Two men plead not guilty to killing of Federal Way man at Golden Kent Motel

Rivers, Swafford each have extensive criminal histories

Two men each pleaded not guilty on Monday to first-degree murder charges in the fatal shooting of a Federal Way man last month at the Golden Kent Motel.

Stonney Marcus Rivers, 50, and Theneious Swafford, 47, entered their pleas in King County Superior Court at the Maleng Regional Justice Center in Kent. Rivers and Swafford remain in the county jail with bail denied. The two are scheduled to return to court Dec. 18 when a trial date could be set or attorneys could ask for more time to prepare the case.

Rivers is a convicted felon who was sentenced to life in prison under Washington state’s three-strikes law. That sentence, however, was commuted by then-Gov. Christine Gregoire in 2013 during her final days in office. Rivers, who has extensive criminal history, was released from prison in early 2015.

Swafford, who also has extensive criminal history, was under supervision by the state Department of Corrections.

David A. Cabrera, 24, was found dead on Nov. 2 in a Golden Kent Motel room, 22203 84th Ave. S. He died from a gunshot wound of the head, according to the King County Medical Examiner’s Office.

Rivers allegedly fired the shot that killed Cabrera, in an apparent drug deal gone bad. Swafford reportedly drove the sedan that helped Rivers escape. Kent Police used surveillance video from the motel to help track down and arrest the two men.

Rivers told detectives that he was at the motel to get some crystal meth. He said he went there to buy drugs and not to hurt or kill anyone and didn’t know someone was dead.

Prosecutors also charged Rivers with second-degree assault for allegedly pointing a gun at Cabrera’s girlfriend at the motel room and threatening to shoot her. After the threat, Cabrera moved toward Rivers, who then then reportedly shot him.

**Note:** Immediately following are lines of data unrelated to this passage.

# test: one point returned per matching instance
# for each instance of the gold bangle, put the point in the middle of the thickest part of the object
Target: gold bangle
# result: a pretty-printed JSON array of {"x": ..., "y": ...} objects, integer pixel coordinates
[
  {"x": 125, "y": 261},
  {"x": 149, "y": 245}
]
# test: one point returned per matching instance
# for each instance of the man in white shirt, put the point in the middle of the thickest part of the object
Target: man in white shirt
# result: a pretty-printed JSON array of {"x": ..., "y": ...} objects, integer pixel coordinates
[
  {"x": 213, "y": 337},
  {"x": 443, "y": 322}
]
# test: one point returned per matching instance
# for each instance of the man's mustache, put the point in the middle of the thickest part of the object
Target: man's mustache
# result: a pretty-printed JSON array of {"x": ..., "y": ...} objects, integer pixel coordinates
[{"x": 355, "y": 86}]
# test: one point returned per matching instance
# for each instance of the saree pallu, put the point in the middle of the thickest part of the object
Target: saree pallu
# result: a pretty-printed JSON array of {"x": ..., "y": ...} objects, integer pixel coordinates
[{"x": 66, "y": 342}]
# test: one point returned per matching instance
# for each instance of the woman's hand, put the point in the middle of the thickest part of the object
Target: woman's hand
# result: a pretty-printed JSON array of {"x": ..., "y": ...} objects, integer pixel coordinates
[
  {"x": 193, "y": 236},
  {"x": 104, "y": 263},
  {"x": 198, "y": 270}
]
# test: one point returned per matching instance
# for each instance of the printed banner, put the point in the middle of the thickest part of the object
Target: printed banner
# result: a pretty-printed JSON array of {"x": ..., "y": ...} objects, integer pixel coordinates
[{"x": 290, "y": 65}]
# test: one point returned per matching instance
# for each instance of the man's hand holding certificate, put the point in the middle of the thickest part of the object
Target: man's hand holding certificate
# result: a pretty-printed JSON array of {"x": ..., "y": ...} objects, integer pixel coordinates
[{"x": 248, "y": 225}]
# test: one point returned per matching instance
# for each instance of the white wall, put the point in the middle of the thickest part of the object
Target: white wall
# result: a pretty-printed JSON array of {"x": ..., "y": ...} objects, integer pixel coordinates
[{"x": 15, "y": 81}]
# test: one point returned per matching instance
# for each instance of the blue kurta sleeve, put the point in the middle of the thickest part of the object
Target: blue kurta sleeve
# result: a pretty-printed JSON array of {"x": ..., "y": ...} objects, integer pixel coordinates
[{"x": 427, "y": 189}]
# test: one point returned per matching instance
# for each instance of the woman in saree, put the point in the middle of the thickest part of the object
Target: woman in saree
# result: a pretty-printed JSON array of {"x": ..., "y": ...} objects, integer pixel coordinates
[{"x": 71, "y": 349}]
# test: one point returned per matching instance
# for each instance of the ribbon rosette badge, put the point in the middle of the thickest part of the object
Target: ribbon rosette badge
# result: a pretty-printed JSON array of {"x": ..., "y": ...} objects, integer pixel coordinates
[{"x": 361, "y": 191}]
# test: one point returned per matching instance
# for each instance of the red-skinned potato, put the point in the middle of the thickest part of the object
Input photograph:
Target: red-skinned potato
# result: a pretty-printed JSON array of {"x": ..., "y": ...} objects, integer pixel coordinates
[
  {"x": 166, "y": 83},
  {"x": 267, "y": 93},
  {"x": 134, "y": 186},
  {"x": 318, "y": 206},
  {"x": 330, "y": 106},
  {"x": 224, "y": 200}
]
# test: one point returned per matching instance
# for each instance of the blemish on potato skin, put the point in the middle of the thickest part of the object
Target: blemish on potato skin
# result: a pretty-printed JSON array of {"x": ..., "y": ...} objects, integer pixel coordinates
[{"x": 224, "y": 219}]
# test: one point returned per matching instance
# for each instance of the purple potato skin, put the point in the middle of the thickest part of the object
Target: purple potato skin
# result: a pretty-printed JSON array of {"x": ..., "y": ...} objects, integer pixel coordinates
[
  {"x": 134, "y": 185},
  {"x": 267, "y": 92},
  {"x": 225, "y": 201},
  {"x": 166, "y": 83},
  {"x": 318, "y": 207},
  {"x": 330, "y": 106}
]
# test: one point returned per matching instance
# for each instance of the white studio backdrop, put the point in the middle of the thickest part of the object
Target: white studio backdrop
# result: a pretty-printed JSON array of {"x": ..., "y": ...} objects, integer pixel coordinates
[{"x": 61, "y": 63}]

The criminal history for Rivers includes second-degree robbery in 1985 and 1986, second-degree assault in 1989, second-degree robbery in 1994, first-degree robbery in 1995 and second-degree assault in 1995. A conviction in the murder of Cabrera would again subject Rivers to a sentence of life in prison without the the possibility of parole, according to charging papers.

If convicted in this case, Swafford would suffer at least his third strike and face a possible sentence of life in prison without parole. He was convicted of second-degree assault in 1991 and first-degree robbery in 2003, according to court documents.